Silence. No twig-snap, no… Then he heard it, not far off. Laughter. Women laughing.

He pulled the embedded arrow out of the tree trunk and paced back along its trajectory, feeling the anger in him distort his face, drawing it down almost as if he were trying to make a snarling snouty point out of his features, to force his brows, nose, mouth, cheeks into a furious and threatening horn with which to gore his persecutors. The fear had gone, the terror was over: people were laughing at him, women were laughing.

He pushed brutally through a dense dark screen of cogal bushes, scratching the backs of his hands, and found himself blinking in the brightness of a sunlit lawn. In front of him stood three round canted archery targets and beyond them stood half a dozen women, white women, in leg-of-mutton-sleeved blouses and long drill skirts, wearing straw hats against the sun, carrying bows, with quivers of arrows slung across their shoulders. One of them was actually fitting another arrow to her bow, drawing it back – 'STOP!' he screamed, emotion cracking his voice. 'Stop now, you bitch of hell! God damn you!'

He strode out to confront them, brandishing the arrow.

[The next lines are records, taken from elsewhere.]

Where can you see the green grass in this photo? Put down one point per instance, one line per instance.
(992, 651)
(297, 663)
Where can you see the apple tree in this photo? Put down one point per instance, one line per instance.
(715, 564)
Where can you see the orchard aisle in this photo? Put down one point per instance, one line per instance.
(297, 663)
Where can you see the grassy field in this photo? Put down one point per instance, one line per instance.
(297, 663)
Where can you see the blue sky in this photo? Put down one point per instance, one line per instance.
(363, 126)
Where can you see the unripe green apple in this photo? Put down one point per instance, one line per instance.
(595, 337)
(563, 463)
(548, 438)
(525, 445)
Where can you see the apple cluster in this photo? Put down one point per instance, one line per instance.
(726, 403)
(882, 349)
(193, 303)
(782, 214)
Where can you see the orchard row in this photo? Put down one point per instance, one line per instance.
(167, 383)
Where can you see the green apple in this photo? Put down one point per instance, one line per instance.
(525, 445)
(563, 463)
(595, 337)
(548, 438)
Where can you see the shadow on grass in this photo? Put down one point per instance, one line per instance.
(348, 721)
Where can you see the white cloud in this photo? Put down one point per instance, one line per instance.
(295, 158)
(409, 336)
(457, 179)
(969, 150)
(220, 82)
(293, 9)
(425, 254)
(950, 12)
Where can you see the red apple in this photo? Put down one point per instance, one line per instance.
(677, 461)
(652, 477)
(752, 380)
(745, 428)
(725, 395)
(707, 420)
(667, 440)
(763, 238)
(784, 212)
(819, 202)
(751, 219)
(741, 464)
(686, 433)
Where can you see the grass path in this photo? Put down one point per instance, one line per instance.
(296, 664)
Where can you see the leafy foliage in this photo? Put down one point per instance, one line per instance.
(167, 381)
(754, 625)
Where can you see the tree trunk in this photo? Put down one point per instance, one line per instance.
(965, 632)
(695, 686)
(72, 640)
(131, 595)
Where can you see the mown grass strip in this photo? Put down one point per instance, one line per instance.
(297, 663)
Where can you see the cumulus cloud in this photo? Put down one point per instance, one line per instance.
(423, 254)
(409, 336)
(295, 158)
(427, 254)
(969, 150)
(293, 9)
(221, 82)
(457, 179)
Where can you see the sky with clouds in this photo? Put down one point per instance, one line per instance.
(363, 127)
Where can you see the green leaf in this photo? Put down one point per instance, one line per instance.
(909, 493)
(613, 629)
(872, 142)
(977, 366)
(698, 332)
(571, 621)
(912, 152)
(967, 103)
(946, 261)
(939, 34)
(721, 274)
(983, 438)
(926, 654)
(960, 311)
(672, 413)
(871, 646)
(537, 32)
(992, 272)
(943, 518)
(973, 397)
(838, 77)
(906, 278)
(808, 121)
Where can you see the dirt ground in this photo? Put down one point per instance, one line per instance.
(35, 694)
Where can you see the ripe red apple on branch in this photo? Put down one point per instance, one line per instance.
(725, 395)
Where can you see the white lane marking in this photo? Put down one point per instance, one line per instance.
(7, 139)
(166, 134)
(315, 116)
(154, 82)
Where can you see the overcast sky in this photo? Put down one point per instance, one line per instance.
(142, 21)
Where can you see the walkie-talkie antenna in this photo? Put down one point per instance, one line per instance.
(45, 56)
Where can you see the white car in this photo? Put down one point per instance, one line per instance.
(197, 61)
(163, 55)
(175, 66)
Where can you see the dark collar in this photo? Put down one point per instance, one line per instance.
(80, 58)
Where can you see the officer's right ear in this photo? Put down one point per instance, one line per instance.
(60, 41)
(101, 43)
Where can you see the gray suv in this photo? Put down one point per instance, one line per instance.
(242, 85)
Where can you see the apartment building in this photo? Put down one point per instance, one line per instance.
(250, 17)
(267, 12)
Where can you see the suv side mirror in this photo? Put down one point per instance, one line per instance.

'One inch more and this would have buried itself in my head,' he shouted at them. 'Less than an inch, you mindless idiots! Less than an inch and I would have been killed by your foolishness, your foolish stupid carelessness!'

They stared at him, big-eyed, ogling, mouths gaping, completely astonished. He felt his rage begin to vent from him, as if a plug had been pulled, and self-consciousness rush in to fill the void. He saw them now, clearly: these were respectable American women – Good God – young women. What must he have looked like advancing out of the wood, covered in mud, unshaven, screaming his anger? Had he sworn? Oh God, he had a sudden terrible memory of using an oath, a foul oath.

'Who is the person responsible?' he carried on gamely, not wanting now to lose the advantage his outrage gave him. 'Who is the person who fired this arrow?'

A woman stepped forward at once and he swivelled to confront her. A tall woman. Broad-shouldered. Pale strong freckled face. Some rare quality about that face, he thought, suddenly, throat tightening. Something he had never seen. Reddish brown hair held in a loose bun. The details came fast: she had a slightly hooked nose, he saw rapidly, with small arched nostrils, and he saw rapidly too, how the leather strap of her quiver separated the soft roll of her bosom into two distinct breasts.

She faced him. Square, strong. Small pale-lashed brown eyes. Odd, that combination. White skin, freckle-spattered, but very white. You'd think blue eyes. But no, brown, like unmilked coffee, a fierce stare. Tiny blisters of perspiration in the well-defined groove of her top lip.

'I shot it,' she said. A soft accent. Shaht. Southern, was it? 'I'm very sorry, it was a complete accident. I'm just learning-'

His tongue sat inert in his dry throat.